Elephant Child
A shrill wail stabbed the air and the drought that had plagued the town for countless months was briefly forgotten. Attentive sisters, cousins, and aunts comforted the young mother with waves of encouragement and compliments--oblivious to the fact that what imbed the bed cloths was flood flowing from her womb.
She panted and smiled with triumph, despite the bitter taste of sweat on her lips. Too weak to utter a word, she stretched out her arms for her baby. He stared at her with blank eyes -pale blue as all newborns have. His mind was an empty canvas that was ready for strokes of paint to be smeared across its vastness. Tears ran down Mina’s cheeks from joy as she buried her face into his tender skin.
The impatient mid-wife ripped the child away from his mother.
"Don’t grow attached! You know very well that his father will reject him! Look!" she yelled sternly and pointed at the infant’s withered leg.
"He’s beautiful and he’s mine! His deformity makes no difference," said Mina, her voice hoarse but defiant.
"Mina," whispered a cousin gently,"He’ll never amount to anything. Besides, he’ll lead a deprived life- can’t play Cricket with the other boys when he’s older or dance at festivals... he’d be better off dead."
Mina mustered up her strength to say," You were born with a crooked foot... turned outwards..."
The others gasped, but were eager to obtain the gossip and leaned forward.
"...yet your father spared you, Janu."
Not even the birds in the jute trees dared to speak.
Janu was speechless and burned red from anger. She stormed out of the room, tugging the hem of her robe to further conceal what she had been carefully hiding for years. A wise and terse aunt shattered the silence.
"Bundle him tightly- his defect will only thrive in the folds of this blanket. Only we will know."
The women nodded and exchanged glances of affirmation. A cousin wrapped the boy quickly, and then presented him to the anxious father pacing outside the door.
His eyes lit up with happiness and pride. Mina’s cousin felt guilt saturating her mind and her heart’s beating filled her ears. Her voice slithered like a cobra, struggling to escape her throat. She nearly choked on the venomous lie but reluctantly released it. "A healthy son, Ramish."

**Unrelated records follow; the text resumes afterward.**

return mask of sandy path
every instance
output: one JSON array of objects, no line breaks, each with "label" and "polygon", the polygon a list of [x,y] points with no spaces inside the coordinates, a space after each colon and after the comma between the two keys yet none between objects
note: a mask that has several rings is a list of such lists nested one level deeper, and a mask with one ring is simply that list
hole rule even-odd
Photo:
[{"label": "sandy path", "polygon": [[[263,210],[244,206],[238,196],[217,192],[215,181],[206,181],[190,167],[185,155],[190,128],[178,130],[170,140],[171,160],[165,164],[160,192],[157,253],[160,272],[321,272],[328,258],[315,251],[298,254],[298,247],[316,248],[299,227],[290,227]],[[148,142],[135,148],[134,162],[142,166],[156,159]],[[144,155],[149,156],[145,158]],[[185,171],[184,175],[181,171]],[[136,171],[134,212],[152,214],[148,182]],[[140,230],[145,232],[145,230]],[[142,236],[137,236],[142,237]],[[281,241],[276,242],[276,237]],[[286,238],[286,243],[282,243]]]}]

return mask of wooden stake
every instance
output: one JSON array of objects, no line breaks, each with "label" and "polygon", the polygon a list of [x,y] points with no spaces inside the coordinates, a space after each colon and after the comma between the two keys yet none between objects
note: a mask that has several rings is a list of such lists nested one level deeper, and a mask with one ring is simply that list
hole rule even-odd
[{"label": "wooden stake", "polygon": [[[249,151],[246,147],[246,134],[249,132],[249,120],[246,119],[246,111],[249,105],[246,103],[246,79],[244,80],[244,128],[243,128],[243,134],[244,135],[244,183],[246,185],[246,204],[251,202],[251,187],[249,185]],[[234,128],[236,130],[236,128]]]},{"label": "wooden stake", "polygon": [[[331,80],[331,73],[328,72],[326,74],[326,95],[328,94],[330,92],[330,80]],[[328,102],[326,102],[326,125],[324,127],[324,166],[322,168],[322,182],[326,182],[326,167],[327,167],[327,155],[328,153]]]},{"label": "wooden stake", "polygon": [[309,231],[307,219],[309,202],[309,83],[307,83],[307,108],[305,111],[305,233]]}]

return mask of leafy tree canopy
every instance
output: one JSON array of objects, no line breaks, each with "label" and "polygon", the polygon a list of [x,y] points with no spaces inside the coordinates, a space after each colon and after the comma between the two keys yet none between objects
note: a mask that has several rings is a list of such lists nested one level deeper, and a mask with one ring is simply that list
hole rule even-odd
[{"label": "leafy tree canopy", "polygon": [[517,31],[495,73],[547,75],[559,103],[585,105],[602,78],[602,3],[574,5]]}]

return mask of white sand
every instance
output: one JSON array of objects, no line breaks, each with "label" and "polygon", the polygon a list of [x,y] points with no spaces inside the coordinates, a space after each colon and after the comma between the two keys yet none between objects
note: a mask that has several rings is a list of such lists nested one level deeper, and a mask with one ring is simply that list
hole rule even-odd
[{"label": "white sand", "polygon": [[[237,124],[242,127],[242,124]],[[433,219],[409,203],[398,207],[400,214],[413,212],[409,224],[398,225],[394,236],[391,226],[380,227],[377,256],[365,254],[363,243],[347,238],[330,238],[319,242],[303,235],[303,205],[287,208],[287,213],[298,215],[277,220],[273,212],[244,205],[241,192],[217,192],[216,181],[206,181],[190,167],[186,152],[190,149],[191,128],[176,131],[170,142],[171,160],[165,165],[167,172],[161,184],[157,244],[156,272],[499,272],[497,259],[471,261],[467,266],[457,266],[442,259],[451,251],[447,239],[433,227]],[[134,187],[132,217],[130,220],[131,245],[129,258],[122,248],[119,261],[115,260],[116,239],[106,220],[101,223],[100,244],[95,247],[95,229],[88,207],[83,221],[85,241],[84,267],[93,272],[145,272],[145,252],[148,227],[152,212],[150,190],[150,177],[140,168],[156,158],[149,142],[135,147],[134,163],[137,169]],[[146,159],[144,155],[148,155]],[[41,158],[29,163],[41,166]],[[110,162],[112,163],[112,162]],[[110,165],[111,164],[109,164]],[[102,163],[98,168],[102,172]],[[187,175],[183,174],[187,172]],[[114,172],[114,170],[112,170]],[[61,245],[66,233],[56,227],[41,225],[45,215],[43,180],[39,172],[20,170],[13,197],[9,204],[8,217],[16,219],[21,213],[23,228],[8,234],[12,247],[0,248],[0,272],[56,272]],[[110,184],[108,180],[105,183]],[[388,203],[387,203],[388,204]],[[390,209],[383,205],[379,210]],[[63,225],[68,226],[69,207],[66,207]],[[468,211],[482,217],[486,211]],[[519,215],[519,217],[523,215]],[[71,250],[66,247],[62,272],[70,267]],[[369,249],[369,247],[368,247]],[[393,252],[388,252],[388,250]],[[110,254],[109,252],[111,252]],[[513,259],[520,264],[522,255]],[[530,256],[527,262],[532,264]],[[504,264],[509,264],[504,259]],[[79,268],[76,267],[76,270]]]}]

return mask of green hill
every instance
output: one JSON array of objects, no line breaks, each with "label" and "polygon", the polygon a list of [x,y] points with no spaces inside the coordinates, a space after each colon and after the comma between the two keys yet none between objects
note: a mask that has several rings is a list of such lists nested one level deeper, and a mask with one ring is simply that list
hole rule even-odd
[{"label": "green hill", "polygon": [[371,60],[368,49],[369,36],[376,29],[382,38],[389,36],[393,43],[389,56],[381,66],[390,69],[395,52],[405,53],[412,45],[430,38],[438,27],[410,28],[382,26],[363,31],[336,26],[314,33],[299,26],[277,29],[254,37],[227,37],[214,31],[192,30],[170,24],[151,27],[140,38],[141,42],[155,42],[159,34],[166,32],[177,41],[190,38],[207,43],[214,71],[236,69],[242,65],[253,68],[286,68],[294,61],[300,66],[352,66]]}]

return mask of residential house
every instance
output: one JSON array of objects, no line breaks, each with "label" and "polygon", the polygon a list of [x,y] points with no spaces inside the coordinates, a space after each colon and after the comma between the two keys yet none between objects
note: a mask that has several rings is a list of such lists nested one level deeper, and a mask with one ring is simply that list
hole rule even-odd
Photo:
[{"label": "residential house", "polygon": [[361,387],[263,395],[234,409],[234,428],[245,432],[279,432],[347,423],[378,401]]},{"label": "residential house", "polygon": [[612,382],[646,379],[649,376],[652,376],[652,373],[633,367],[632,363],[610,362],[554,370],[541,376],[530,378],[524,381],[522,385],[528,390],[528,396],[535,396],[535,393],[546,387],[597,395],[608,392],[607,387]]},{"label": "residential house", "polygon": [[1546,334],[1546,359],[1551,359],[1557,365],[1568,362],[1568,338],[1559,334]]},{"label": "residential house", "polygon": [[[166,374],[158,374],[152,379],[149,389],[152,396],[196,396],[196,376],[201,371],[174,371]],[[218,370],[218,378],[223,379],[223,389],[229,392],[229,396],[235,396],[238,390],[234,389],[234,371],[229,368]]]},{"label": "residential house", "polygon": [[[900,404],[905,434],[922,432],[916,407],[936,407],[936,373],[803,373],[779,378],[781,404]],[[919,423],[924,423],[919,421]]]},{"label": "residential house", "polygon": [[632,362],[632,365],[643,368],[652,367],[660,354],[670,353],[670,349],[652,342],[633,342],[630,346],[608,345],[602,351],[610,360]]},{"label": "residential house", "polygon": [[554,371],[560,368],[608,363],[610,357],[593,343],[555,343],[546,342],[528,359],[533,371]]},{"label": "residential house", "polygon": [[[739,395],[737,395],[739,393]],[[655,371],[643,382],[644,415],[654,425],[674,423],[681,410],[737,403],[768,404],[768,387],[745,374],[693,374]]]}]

He beamed and cuddled his boy.
"My son," he cooed.
The infant whimpered and fell into a fit of coughs- the oxygen having difficulty making the excursion to his tiny lungs.
Suddenly the room trembled. Items crashed and shards of pottery carpeted the floor. Massive tusks protruded from the wall and trumpeting came from the distance. Women scrambled from the bedroom, dragging Mina by her arms.
"Out! Get out!" shouted Mina’s husband. The women dispersed and ran out of the hut into the awaiting jungle. They huddled under a tree and watched Ramish get trampled to death.
Those ten minutes lasted an eternity. An old and frail aunt rose to her feet and muttered, "Perhaps it is over. All of them gingerly emerged from the jungle to where the hut once stood.
"He’s gone", Mina said and began to cry. She clenched earth in her hands and wept. Clouds began to blanket the sky. Pit, pat. Pitter, pat. Just then it rained because every angel in Heaven felt Mina’s sorrow.
Two days afterward, one of Mina’s sisters and her mother gathered water from the river.
"I made him this," said Mina’s sister, rubbing the ivory charm and showed it to her mother.
"To keep the evil spirits away?"
"No... his father’s ghost." She tied the little elephant to the infant’s ankle and lovingly called him Elephant Child.
Meanwhile, the others in the village were searching for Ramish’s body. With no luck, they decided to melt the remnants of the hut and mold bricks out of the substance to rebuild the hut. It was only a day’s worth of work.
Mina could not sleep that night as she hadn’t for many nights. Her hair was plastered to her pillow with sweat and her sleeping gown clung to her legs. She peeled her sheets off so she could go pour a glass of water. A strange coldness swept the room.
"Mina... Mina... Mina...", came a haunting voice.
She perked up but shrugged and continued to grope her way in the dark.
"Mina... you lied..."
She slipped into her bed, regarding it as a figment of her imagination but noticed her bed was damp. She wiped the sticky substance off of her leg.
"Blood!" she gasped.
She tore the sheet off of the bed and replaced it with a new one. Drip... drip... drip... She shrieked when she discovered that blood was leaking from the ceiling.
"Mina... your son will become an Untouchable if he does not leave now," came the voice again.
"Stop!" she screamed," Leave me alone! Stay away from my son!"
She rushed to her son’s cradle... but he was gone. His ivory trinket was on the floor and an elephant’s call came from afar.